What every intensivist should know about prognostic scoring systems and risk-adjusted mortality

O que todo intensivista deveria saber sobre os sistemas de escore prognóstico e mortalidade ajustada ao risco

Mark T Keegan 1,, Marcio Soares 2
PMCID: PMC5051184  PMID: 27737416

In the practice of medicine, multiple scores and prognostic systems have been developed to quantify disease severity, assess prognosis, and guide therapeutic interventions. The Glasgow Coma Scale, the Model for End Stage Liver Disease (MELD), and the American Society of Anesthesiologists Physical Status Classification are but a few examples. Heterogeneity in the practice of intensive care medicine, the high cost of care, the very real chance of death in intensive care units (ICUs), and the desire to make comparisons between ICUs have prompted the development and refinement of ICU-specific prognostic systems.(1-7)

Scoring systems may be generic or disease-specific, may be used for cohort analysis or individual patient assessment, can be based on physiologic derangement or resource allocation, and may be simple or complex. In critical care practice, two major categories of scoring systems exist. Organ failure scores (e.g., the Sequential Organ Failure Assessment, SOFA) describe a patient's physiologic derangements by organ system to provide an objective assessment of the extent and severity of organ dysfunction. The other major category is the severity-of-illness prognostic model, a discussion of which will occupy the majority of this commentary. These systems (e.g., the Acute Physiology and Chronic Health Evaluation, APACHE) use physiologic data, pre-morbid conditions and information regarding the nature of the current illness to predict the likelihood of mortality.

Sequential Organ Failure Assessment: an organ dysfunction score

Multiple organ dysfunction syndrome is a major cause of ICU morbidity and mortality. The extent and severity of organ dysfunction may be quantified in a number of organ dysfunction scores, the most prominent of which is the SOFA.(8) Originally designed to be used in patients with sepsis, the SOFA is now used in all patient groups. Daily scores can be calculated and used to track the degree of organ dysfunction throughout a patient's ICU stay - in contrast to generic prognostic systems, which are designed to give a prediction based on the first ICU day alone. Scores between 0 and 4 are assigned to each of the cardiovascular, respiratory, hepatic, hematologic, neurologic and renal systems, depending on the degree of derangement, and are summed to yield a total SOFA score. Such scores were not originally designed to predict mortality, but high absolute scores and an increase in a score within the first 96 hours of ICU care are associated with increased risk of death.(9)

Intensive care unit severity of illness prognostic scoring systems (e.g., APACHE, SAPS, MPM)

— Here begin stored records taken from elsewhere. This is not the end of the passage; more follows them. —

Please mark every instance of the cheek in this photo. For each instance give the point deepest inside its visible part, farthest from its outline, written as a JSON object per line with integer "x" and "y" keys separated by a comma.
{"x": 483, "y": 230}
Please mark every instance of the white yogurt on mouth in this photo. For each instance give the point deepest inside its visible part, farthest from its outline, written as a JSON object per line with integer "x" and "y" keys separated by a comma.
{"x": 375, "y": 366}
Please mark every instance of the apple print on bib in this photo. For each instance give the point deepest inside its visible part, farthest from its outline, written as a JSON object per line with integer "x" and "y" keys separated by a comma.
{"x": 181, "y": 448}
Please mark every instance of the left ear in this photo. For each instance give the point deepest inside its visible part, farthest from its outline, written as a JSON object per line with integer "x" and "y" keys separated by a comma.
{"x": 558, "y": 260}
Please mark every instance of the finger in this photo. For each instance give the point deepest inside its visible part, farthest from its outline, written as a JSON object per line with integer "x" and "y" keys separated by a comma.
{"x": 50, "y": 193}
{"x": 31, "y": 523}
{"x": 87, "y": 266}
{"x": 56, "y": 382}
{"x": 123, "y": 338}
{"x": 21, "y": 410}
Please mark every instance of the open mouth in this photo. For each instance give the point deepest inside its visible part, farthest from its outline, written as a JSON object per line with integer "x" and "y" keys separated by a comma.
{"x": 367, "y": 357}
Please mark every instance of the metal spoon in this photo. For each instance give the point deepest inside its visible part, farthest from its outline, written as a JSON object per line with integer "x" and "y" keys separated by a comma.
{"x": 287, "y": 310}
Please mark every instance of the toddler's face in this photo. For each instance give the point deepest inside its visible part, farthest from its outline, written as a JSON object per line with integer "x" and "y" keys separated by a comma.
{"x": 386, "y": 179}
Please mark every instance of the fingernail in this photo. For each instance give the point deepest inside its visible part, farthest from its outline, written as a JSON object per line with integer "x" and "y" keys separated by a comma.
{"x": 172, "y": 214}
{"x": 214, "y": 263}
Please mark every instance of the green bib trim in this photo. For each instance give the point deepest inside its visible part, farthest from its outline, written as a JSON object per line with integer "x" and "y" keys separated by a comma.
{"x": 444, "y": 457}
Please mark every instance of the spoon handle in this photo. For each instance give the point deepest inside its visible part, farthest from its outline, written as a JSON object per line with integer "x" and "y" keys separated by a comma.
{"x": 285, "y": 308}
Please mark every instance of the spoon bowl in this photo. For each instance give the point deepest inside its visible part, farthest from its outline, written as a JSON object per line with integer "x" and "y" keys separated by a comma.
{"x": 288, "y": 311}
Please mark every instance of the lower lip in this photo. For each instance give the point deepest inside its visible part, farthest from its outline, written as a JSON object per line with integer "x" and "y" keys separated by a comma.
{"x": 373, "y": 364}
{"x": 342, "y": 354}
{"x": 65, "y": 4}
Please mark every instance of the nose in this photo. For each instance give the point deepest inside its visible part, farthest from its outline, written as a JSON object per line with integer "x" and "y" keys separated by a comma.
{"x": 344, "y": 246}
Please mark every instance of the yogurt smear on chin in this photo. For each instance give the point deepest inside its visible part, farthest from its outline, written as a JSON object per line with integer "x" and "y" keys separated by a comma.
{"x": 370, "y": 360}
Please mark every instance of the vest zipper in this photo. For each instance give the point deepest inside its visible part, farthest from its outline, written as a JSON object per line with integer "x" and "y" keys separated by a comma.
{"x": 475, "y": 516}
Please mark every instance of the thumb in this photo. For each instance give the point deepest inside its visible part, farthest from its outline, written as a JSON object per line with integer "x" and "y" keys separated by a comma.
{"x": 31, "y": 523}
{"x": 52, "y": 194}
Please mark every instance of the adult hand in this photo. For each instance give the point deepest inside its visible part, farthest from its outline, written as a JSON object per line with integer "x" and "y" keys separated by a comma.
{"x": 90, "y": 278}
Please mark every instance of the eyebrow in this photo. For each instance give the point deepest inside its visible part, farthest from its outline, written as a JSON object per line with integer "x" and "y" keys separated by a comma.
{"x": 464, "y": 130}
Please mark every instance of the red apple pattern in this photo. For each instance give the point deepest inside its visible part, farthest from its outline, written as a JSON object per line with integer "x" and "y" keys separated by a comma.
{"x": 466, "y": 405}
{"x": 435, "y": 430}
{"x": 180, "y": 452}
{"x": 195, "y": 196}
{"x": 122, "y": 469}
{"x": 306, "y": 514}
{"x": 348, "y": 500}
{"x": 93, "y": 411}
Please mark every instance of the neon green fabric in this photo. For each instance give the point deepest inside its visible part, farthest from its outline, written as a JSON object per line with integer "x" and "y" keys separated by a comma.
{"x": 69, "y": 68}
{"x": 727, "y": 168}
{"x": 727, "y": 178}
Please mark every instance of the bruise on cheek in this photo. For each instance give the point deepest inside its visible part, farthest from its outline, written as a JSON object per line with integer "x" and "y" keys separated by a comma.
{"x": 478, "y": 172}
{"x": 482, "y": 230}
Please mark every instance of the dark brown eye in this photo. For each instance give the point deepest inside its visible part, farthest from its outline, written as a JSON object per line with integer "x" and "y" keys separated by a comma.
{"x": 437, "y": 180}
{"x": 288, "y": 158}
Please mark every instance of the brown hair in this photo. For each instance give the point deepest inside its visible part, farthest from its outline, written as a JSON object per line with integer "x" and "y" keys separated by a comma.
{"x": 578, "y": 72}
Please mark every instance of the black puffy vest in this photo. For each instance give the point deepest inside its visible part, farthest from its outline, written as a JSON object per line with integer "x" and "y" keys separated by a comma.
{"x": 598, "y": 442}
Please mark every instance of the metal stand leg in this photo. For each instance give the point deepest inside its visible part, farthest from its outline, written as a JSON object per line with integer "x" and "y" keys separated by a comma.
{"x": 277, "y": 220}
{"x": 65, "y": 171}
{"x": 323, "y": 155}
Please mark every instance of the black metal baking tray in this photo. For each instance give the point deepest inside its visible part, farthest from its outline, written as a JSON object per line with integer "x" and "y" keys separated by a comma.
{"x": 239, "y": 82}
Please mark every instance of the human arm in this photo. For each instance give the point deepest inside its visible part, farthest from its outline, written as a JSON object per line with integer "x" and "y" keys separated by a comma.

There are three major generic ICU prognostic systems: the APACHE, the SAPS (Simplified Acute Physiology Score) and the MPM (Mortality Probability Model).(10-13) After first being described in the 1980s, the models have been updated over time, and their most recent iterations are the APACHE IV, SAPS 3, and MPM III. Table 1 provides details of the most recent versions. The systems use data from acute physiology, acute diagnoses, chronic health conditions, and the characteristics of the index ICU admission to predict hospital mortality. The SAPS and MPM0 are calculated from data available within 1 hour of ICU admission and therefore reflect the severity of illness upon admission. The APACHE and MPM24 are calculated from data available within the first 24 hours of ICU admission. The APACHE is more complicated - and more accurate - than the SAPS, which in turn is more complicated and more accurate than the MPM.(14) A number of other generic prognostic systems have been developed in specific geographical areas (e.g., Intensive Care National Audit & Research Centre - ICNARC in the United Kingdom and Australian and New Zealand Risk of Death - ANZROD in Australia and New Zealand).(15,16)

Table 1.

Study characteristics, performance and variables of the most recent versions of the most prominent prognostic models

  APACHE IV SAPS 3 MPM0 III
Study population 110,558 16,784 124,855
Study period January 1, 2002 to December 31, 2003 October 14 to December 15, 2002 October 2001 to March 2004
Geographic regions USA 35 countries, 5 continents USA
Number of ICUs 104 303 135
Number of hospitals 45 281 98
Variables in the model 142 20 16
Time of data collection First 24 hours of ICU admission ± 1 hour of ICU admission Within 1 h of ICU admission
AUC 0.88 0.848 0.823
HL C statistic 16.9 14.29 11.62 (abs 10.94)
SMR 0.997 1.0 1.018
Predictor variables      
    Age Yes Yes Yes
    Length of hospital stay before ICU admission Yes Yes No
    Type of ICU admission Yes Yes Yes
    ICU admission source 8 3 No
    Chronic co-morbidities 7 6 3
    Resuscitation status No No Yes
    CPR before ICU admission No No Yes
    Reasons for ICU admission/acute diagnosis 116 10 5
    Surgical status at ICU admission Yes Yes No
    Anatomical site of surgery No 5 No
    Acute infection at ICU admission No Yes No
    Vasoactive drug therapy Yes Yes No
    Mechanical ventilation Yes Yes Yes
    Clinical physiologic variables 6 4 3
    Laboratory physiologic variables 10 6 0

APACHE - Acute Physiology and Chronic Health Evaluation; SAPS - Simplified Acute Physiology Score; MPM - Mortality Probability Model; ICU - intensive care unit; AUC - area under the receiver operating characteristic curve; HL - Hosmer-Lemeshow; SMR - standardized mortality ratio; CPR - cardiopulmonary resuscitation. Source: Afessa B, Gajic O, Keegan MT. Severity of illness and organ failure assessment in adult intensive care units. Crit Care Clin. 2007;23:639-58.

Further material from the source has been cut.